Ahead of the release of the second part of Netflix’s Harry & Meghan docuseries on Thursday, a TikTok video from a communications coach is going viral — racking up almost 800,000 views as of this writing — for pointing out the way the series selectively edited one of the late Queen Elizabeth’s most famous speeches.
The backdrop for why that TikTok video from voice expert Susie Ashfield (@smashfield89) is going viral has to do with what’s long been at the center of the Prince Harry and Meghan Markle story. Namely, it’s that the Duke and Duchess of Sussex see the British Royal Family, broadly, as a relic of the past that’s mismatched to the modern era and needs wholesale change. And rather than undertaking that necessary change, the picture the couple paints is of an institution more concerned with holding on to power.
Harry & Meghan under fire for unfair editing
That said, you can check out the TikTok below to see the controversial editing for yourself — and we’ll also tell you where you can find these snippets of the 21st birthday speech delivered by the late Queen (Harry’s grandmother) in Part 1 of the Harry & Meghan docuseries on Netflix.
#harryandmeghan #thequeen #netflix #netflixseries
Around the 23:36 mark in Episode 1 of the series, black-and-white footage is shown of the young queen delivering her famous promise, that her whole life “shall be devoted to your service and to the service of our great Imperial Family to which we all belong.” Note the twin focuses that she identifies: That of “your service” (i.e., the public) and to “our great Imperial Family.”
Now, jump ahead to Episode 3. Around the 44:11 mark, an expert is talking about how much the queen has fought throughout her life to preserve the Royal Family as an institution. And then, audio is included once again from the 21st birthday speech, but this time with a significant alternation that matches the speech with the expert’s preceding comments:
“I declare before you all that my whole life, whether it be long or short, shall be devoted to the service of our great Imperial Family.”
Ashfield asks viewers if they can spot the difference — the removal of “your service” from the second instance of the speech, which makes it seem like the Queen was saying she was solely focused on the preservation of the monarchy.
Having an edited version of your dead grandma’s speech on your show for publicity is so sickening and wrong. There is a reason why Prince Harry & Meghan are so publicly despised and it has nothing to do with race. Can they go any lower? You bet.https://t.co/FyzHgBexKc
— Sunil Sharma 🇬🇧 (@SunilSharmaUK) December 14, 2022
“I don’t know what the lesson to learn is here,” Ashfield continues, “but I suppose if you are going to be speaking and it will be recorded, there is a chance you will get misquoted, your words might get taken out of context or in this case some part might be removed to change the meaning of the statement itself.”
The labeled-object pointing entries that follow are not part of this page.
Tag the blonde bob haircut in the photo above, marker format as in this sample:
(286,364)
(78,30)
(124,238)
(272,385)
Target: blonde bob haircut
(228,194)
Record viewership, terrible reviews
Of course, this kind of thing doesn’t seem to have hurt the series in terms of viewership. The streaming giant this week, in fact, confirmed that the 6-episode series has enjoyed the biggest debut for a Netflix documentary ever.
Among both critics as well as viewers, however, the overall response has been pretty poor. The series currently has a low 45% critics’ score on Rotten Tomatoes, for example, and an absolutely terrible 12% audience score.
In truth, the couple’s critics are legion, so this Netflix release was assured of an onslaught of rage-watching from the outset. Rotten Tomatoes’ own “critics’ consensus” summation is that “this overlong docuseries offers more overexposure than genuine illumination.”